Но был среди их вождей один по имени Динис, человек преклонных лет, по долгому опыту знакомый с могуществом и милосердием римлян, который утверждал, «что они должны сложить оружие, ибо сие есть единственное исцеление от нависших бедствий», и первым покорился победителю вместе с женой и детьми.
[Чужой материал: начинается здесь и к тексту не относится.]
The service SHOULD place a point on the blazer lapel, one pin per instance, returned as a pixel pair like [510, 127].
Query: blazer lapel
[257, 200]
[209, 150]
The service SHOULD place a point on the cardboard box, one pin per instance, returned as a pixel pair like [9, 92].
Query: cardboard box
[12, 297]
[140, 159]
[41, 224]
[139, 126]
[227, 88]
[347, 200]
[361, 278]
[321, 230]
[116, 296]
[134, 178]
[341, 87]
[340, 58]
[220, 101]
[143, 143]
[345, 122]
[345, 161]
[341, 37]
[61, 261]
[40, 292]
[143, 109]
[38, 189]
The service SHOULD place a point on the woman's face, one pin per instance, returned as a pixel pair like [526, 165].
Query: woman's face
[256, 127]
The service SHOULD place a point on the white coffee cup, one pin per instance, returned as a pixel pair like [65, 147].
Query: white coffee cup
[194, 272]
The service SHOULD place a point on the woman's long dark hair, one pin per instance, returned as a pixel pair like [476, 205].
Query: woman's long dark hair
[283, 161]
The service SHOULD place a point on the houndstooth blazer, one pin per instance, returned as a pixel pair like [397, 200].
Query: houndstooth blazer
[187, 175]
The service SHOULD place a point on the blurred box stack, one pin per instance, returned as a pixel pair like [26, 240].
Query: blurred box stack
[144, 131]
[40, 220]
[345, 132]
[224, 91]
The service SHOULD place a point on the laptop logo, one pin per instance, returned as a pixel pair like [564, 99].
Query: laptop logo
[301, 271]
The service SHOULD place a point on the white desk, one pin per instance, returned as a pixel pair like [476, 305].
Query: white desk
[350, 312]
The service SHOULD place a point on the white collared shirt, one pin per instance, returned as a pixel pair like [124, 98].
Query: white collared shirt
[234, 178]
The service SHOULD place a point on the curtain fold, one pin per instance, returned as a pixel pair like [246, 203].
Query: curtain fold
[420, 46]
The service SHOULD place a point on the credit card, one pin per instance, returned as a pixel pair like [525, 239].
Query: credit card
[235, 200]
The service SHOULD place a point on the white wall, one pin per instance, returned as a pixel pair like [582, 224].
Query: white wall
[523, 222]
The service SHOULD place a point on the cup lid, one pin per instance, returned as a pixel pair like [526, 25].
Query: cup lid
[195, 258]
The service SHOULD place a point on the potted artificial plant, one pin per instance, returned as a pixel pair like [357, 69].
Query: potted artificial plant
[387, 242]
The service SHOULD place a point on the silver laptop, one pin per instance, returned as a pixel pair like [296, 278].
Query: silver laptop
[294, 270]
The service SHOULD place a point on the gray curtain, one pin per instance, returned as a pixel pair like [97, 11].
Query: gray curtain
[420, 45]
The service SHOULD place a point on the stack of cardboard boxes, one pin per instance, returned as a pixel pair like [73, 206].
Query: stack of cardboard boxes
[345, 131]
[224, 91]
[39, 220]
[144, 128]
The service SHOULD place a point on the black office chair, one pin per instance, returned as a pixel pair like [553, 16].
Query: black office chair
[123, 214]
За ним последовал все те, кого ослабили пол или возраст, и те, кто питал большую страсть к жизни, нежели к славе. Юноши разделились между Тарсой и Туресисом, оба из которых были полны решимости пасть со свободой; но Тарса настойчиво ратовал «за немедленную смерть, коей все надежды и страхи угасают разом», и, подав пример, вонзил меч себе в грудь. Не преминули лишить себя жизни тем же способом и кое-какие другие. Турезис со своим отрядом ждал ночи, о чем наш полководец ведал. Стража поэтому была усилена чрезвычайными подкреплениями; и вот с ночью воцарилась темнота, ужас которой усугублялся свирепым дождем, а неприятель то с неистовыми криками, то в глубоком молчании тревожил и сбивал с толку осаждающих. Сабин же, обходя лагерь, предупреждал солдат, «чтобы они не заблуждались от обманчивого голоса шума и не доверяли притворному затишю, открывая тем самым преимущество неприятелю, который с помощью сих хитростей искал его; но непоколебимо держались каждый на своем посту и не метали дротиков наугад».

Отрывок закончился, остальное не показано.